I pulled into the parking lot right on time and discovered the guy had messaged me five minutes earlier that he'd arrived and was waiting at a table.  Points to him for punctuality.  I grabbed my wallet and headed inside.

As I entered the door, my eyes jumped over the three long tables pulled together, spanning the front of the dining room, to the smaller individual tables behind them.  Sure enough, there he was, looking just like his Facebook photos.  Points to him for honesty.  I smiled and waved.

All forty people seated at the long tables in the front of the room smiled, waved back and said en mass, "Hi, Rachel!"

Turns out the entire town of Key, where I live, 20 miles away, had decided to have a late dinner there that night.  Seriously.  There were, like, fifty people I knew.  Right there in front.

Well, maybe not fifty.  But, still, it was the entire young(ish) adult department of the local Methodist Church.  All of 'em.

Sigh.

I said hi, patted  few shoulders, and smiled at the rest as I skirted the edge of their behemoth dining table and made my way to where my dinner companion sat, bemused and somewhat curious.

His first words?  "I feel like I'm on the set of Cheers!  I forgot about small towns."

**************

Spooky's Advice For Single People:  People are gonna know your business.  No matter how much you might try to prevent that.  Give 'em something to talk about.

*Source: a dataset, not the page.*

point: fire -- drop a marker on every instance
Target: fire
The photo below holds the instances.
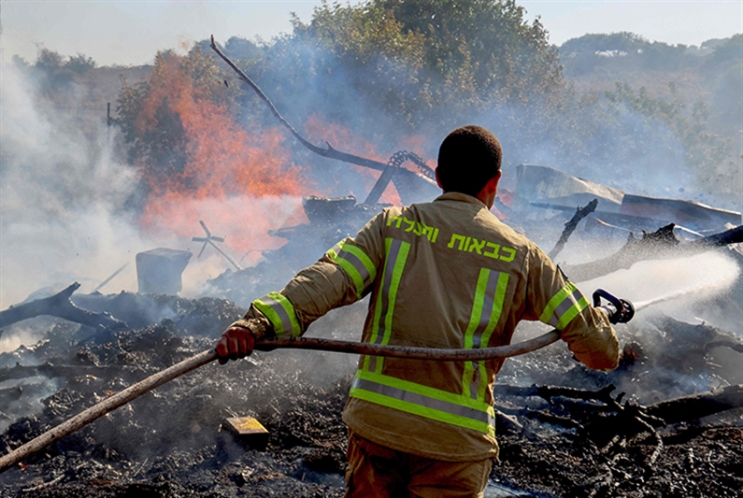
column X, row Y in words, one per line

And don't get the big head about being well known.  Because when you get back to your office and start seeing your afternoon appointments, you will realize that one of those women you didn't recognize at lunch knows you because she is the girlfriend of your 2:00 p.m. guy.  And she will use the tip money you gave her to help to pay off a massive debt the lazy bastard owes because he won't get a job and pay it himself.  But now he'll get off probation without going to jail.  And she will be awfully happy about that.





Sunday, August 06, 2017

Did I Mention He's A Boy Scout Too?

This has been a long and interesting week.  Lots of stuff is happening, most of it good.  I've been acutely aware this week that I've got too much going on at work and I've been half-assing things as a way of coping.  This week I took a step back and concentrated on the people, not the paperwork.
That helped quiet the hamster wheel in my head a bit, allowing me to make some actual productive progress on the paperwork.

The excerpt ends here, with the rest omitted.